Light crude traded on the New York Mercantile Exchange – the world’s benchmark price – touched $111.34 before edging up to close down $1.24 at $113.77.
It is nearly 23% lower than the $147.27 seen in the second week of July.
The drop came after Europe’s biggest economies – Germany, France and Italy – contracted during the second quarter.
Japan also said this week that its gross domestic product shrank between April and June, while Bank of England Governor Mervyn King warned that the UK economy was likely to shrink in the coming year.
Victor Shum, an energy analyst with consultancy Purvin & Gertz in Singapore, said: “Worries about an economic slowdown in the US and Europe, and even Japan, are weighing on the oil market.”
Oil also fell despite the continuing tensions between Russia and Georgia.
In the UK, average petrol prices have fallen 6.5p to 113.15p during the past month, the AA said. Petrol prices peaked on July 17 at 119.7p a litre.
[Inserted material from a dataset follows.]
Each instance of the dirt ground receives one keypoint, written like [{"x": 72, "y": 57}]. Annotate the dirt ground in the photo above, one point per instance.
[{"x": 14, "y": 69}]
The average price of diesel has fallen from 131.56p a litre to 125.58p, a saving of 6p a litre.
But filling up a tank is costing normally £1 more than it should, the AA has argued, based on falling wholesale prices which are down 18%.
That equates to an 8.5p-a- litre reduction in the average price of unleaded petrol, taking it down to 111.2p.
The AA’s Paul Watters said: “Whichever way you look at it, many drivers are being short-changed by around a £1 a tank when they fill up with petrol in the UK. As well as undermining family budgets, selfishly holding back two pence a litre in wholesale price reductions is denying potential consumer spending at other local businesses suffering from falling sales.”